Unser Buch „Wir Alphamädchen. Warum Feminismus das Leben schöner macht“ erschien im Frühjahr 2008, ein paar Monate vor der ersten Ausgabe von Missy. Ich erinnere mich, wie aufgeregt wir waren, zu lesen, dass am anderen Ende der Republik eine Gruppe junger Journalistinnen dabei war, endlich das auf die Beine zu stellen, wovon auch wir und viele andere Frauen träumten: Ein junge, feministische Frauenzeitschrift. „Wir Alphamädchen“ war schließlich aus einer tiefen inneren Notwendigkeit entstanden, mehr Platz für feministische Kritik in der Öffentlichkeit zu schaffen.

In den Neunziger und Nuller Jahren hatte es einen gründlichen Backlash gegen öffentlichen Feminismus gegeben. Frauen durften doch längst arbeiten und abtreiben, und wer fand, dass es trotzdem noch Grund zu Protest gebe, konnte leichtfertig als überspannt bezeichnet werden. Meine Kolleginnen und ich hatten die Schnauze voll von Männern, die sich als Experten in den Angelegenheiten junger Frauen aufspielten, und wir hatten die Schnauze voll von Frauen, die sich auf Grund von Angst und dämlichen Vorurteilen gegen Feministinnen abgrenzten. Und, das hat man heute ja schon fast wieder vergessen, wir hatten die Schnauze voll von einer Meinungsmache, die sich auf scheinbar biologisch fundierte Argumente stützte, um die Unterschiede zwischen Frauen und Männern in der sozialen Ordnung als angeblich naturgegeben zu verteidigen. All das störte und wir sehnten uns nach einer Gemeinschaft von Frauen, die sich mit uns störte – und die wir in der etablierten Gegenöffentlichkeit nicht so recht fanden.

Die vielen Bucherscheinungen damals, die Gründung von Missy und schließlich auch die digitale Vernetzung von feministischen Aktivistinnen über Blogs und soziale Medien wirkten zunächst wie ein Trend. Man warf uns vor, wir würden nur schreiben und nicht handeln. Wir machten Medien, aber keine Revolution. Heute würde ich sagen, es ist eine Medienrevolution gelungen.

Feministinnen haben heute neue Räume für Meinungsaustausch und Debatten, in denen jede Frau sich äußern kann, und neue Protestformen, auf Twitter und auf der Straße. Egal wie man zu denen steht: Es ist zumindest erfreulich, wieder Frauen da draußen zu sehen. Und auch die Mainstream-Öffentlichkeit greift feministische Themen ganz selbstverständlich auf. Auf die Problematik der gläsernen Decke oder des Gehaltsgefälles zwischen den Geschlechtern können sich alle einigen, genauso wie auf die Forderung, Frauen sollten sich heute nicht mehr zwischen Kindern und einem eigenen Einkommen entscheiden müssen.

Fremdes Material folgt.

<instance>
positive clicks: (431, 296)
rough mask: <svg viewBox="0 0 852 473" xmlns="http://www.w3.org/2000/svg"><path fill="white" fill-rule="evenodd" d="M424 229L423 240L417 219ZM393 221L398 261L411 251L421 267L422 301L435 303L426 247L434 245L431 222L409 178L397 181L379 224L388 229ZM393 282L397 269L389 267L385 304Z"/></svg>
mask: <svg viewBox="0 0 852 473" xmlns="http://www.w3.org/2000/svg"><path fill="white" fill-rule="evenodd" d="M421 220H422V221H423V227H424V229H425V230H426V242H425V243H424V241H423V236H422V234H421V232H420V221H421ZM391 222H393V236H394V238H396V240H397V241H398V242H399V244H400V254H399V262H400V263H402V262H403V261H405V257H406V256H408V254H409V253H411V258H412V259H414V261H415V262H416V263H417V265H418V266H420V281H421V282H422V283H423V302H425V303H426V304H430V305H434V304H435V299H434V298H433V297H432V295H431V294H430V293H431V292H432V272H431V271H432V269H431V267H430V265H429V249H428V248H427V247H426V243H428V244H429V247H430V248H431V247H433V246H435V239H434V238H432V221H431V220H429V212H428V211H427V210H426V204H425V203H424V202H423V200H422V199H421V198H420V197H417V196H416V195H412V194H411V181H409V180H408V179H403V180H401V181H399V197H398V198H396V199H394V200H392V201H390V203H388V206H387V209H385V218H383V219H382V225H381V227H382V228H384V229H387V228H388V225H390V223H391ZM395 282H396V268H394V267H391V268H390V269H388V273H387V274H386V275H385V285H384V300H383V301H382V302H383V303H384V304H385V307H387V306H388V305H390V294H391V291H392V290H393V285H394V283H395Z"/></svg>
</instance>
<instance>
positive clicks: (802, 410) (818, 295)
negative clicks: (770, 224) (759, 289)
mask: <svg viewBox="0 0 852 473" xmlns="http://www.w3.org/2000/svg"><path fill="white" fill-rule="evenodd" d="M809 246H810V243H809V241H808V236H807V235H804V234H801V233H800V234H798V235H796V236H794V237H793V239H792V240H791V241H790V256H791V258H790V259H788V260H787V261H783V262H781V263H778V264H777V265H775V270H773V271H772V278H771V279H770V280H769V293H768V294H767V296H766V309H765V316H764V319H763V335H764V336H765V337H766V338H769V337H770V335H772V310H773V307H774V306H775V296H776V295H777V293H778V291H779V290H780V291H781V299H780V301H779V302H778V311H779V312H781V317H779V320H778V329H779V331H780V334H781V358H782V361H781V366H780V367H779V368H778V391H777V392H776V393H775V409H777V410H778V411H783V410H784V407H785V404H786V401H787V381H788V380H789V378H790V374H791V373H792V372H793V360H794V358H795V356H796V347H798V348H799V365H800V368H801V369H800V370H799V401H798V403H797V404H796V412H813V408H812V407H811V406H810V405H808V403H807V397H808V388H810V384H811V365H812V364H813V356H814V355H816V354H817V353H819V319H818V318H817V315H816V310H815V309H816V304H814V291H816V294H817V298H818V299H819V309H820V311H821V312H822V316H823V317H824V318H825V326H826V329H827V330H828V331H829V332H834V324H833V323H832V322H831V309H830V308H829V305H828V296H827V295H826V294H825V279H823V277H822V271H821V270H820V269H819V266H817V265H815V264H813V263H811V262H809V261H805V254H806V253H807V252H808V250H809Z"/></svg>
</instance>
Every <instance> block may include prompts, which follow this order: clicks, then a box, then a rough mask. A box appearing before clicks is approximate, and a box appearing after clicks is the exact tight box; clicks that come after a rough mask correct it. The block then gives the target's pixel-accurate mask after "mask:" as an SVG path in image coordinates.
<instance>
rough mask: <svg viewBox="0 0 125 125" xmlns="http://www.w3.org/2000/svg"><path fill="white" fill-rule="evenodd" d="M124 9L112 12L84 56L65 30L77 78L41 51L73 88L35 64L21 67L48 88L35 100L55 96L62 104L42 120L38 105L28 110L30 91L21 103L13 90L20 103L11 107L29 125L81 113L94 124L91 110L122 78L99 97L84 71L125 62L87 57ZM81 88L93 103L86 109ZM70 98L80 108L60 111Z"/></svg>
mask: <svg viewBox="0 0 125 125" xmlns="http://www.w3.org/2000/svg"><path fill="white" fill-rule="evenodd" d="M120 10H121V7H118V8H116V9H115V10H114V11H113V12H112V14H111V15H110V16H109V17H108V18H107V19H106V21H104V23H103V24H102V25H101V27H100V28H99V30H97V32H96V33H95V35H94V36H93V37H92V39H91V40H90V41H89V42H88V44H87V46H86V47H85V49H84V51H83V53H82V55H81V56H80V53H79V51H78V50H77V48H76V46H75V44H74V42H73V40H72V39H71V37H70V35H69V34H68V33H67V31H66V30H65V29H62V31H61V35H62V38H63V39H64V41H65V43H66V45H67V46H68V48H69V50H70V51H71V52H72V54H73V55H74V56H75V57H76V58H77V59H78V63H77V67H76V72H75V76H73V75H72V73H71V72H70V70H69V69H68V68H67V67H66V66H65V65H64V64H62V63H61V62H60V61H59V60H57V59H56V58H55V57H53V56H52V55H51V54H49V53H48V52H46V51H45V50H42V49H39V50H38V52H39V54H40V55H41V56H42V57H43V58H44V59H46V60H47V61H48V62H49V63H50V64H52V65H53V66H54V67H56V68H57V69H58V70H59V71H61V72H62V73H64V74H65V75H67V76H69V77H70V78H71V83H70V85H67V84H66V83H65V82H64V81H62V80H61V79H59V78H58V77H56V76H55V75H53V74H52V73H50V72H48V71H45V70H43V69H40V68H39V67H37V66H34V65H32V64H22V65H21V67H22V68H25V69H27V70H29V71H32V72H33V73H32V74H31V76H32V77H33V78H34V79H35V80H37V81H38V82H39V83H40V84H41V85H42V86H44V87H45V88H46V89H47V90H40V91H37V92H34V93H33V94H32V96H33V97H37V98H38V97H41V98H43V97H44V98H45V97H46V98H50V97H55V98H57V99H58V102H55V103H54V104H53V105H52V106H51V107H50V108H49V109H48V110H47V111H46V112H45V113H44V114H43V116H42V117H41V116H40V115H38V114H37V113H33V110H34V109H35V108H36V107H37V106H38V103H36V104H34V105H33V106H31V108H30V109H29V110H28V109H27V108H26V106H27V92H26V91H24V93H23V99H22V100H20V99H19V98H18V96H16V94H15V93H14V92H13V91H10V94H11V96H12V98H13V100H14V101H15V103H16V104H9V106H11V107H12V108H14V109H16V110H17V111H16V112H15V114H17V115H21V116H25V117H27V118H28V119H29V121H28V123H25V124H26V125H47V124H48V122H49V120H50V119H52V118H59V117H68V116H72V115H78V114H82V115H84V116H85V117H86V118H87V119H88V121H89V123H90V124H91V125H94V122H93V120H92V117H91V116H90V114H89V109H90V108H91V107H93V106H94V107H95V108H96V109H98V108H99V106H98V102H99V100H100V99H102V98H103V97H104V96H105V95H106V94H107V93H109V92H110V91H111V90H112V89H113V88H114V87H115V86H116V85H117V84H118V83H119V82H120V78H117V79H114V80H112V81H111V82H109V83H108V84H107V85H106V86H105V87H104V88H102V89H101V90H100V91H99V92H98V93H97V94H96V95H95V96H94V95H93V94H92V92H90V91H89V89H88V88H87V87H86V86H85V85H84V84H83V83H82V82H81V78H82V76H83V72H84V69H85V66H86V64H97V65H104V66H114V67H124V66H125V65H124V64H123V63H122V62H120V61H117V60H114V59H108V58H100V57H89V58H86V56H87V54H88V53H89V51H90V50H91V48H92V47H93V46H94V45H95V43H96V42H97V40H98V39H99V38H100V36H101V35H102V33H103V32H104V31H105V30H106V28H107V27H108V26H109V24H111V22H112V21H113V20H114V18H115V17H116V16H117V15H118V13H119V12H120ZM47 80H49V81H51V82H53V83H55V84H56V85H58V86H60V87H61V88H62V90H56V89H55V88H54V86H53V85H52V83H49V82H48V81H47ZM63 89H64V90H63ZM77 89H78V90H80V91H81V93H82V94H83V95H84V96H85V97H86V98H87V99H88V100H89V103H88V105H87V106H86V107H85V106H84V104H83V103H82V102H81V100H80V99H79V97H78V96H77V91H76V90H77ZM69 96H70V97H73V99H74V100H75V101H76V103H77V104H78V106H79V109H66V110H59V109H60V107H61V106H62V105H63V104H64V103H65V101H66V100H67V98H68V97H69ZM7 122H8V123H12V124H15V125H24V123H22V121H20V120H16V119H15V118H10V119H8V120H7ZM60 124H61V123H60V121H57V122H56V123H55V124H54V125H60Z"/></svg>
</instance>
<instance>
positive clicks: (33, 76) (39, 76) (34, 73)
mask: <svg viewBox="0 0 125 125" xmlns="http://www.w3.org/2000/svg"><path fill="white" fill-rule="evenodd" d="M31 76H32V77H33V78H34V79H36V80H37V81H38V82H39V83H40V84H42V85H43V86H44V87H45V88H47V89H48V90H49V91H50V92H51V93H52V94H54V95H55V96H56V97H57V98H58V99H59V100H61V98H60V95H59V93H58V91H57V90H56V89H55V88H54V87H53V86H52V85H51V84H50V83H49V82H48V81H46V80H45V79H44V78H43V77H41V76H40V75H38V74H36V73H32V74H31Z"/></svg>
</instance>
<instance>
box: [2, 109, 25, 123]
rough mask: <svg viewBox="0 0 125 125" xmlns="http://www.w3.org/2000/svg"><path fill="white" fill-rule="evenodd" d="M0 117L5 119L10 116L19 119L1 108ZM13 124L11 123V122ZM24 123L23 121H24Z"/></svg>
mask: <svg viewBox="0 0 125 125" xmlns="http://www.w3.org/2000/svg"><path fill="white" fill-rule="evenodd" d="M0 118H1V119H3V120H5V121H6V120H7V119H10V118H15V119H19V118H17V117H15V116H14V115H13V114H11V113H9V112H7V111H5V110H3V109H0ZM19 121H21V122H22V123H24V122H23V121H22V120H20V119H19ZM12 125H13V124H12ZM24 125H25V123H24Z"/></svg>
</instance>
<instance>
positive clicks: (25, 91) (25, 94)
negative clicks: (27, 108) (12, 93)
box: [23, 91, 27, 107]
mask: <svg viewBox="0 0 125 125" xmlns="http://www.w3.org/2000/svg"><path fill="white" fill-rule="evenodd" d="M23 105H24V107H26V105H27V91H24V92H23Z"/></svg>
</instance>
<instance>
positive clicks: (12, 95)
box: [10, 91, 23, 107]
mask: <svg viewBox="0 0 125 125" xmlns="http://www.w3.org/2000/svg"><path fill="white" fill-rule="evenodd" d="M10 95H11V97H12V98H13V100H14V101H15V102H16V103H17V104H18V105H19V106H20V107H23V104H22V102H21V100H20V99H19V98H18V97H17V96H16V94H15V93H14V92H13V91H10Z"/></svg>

Das Frauenbild hat sich an die Marktwirtschaft angepasst – und genau deshalb ist die Situation für Frauen in den letzten Jahren trotz allem nicht ernsthaft besser geworden. Im Gegenteil: Die wachsenden sozialen Unterschiede treffen gerade die schwächeren Frauen: Alleinerziehende Mütter gehören zu den am stärksten von Armut bedrohten Mitgliedern der Gesellschaft. Ältere Frauen werden immer weniger geschützt, durch die „Modernisierung“ des Scheidungsrechtes zum Beispiel, das vor allem dafür sorgte, dass geschiedene Männer leichter noch mal eine Familie gründen können, weil sie der alten Frau kaum noch Unterhalt schulden.

Sexismus steckt in der Politik, in der Kultur und nicht zuletzt auch in den Privatbeziehungen. Es wird nicht weniger oder besser, es wird nur schwieriger, dagegen anzukämpfen. Auch, weil in unserer super-ausdifferenzierten feministischen Gegenöffentlichkeit, wo jede_r für sich selbst sprechen kann und sprechen will, ein neuer Zusammenhang zu einem Fallstrick für ein Ziel werden kann – Stichwort Privilegien.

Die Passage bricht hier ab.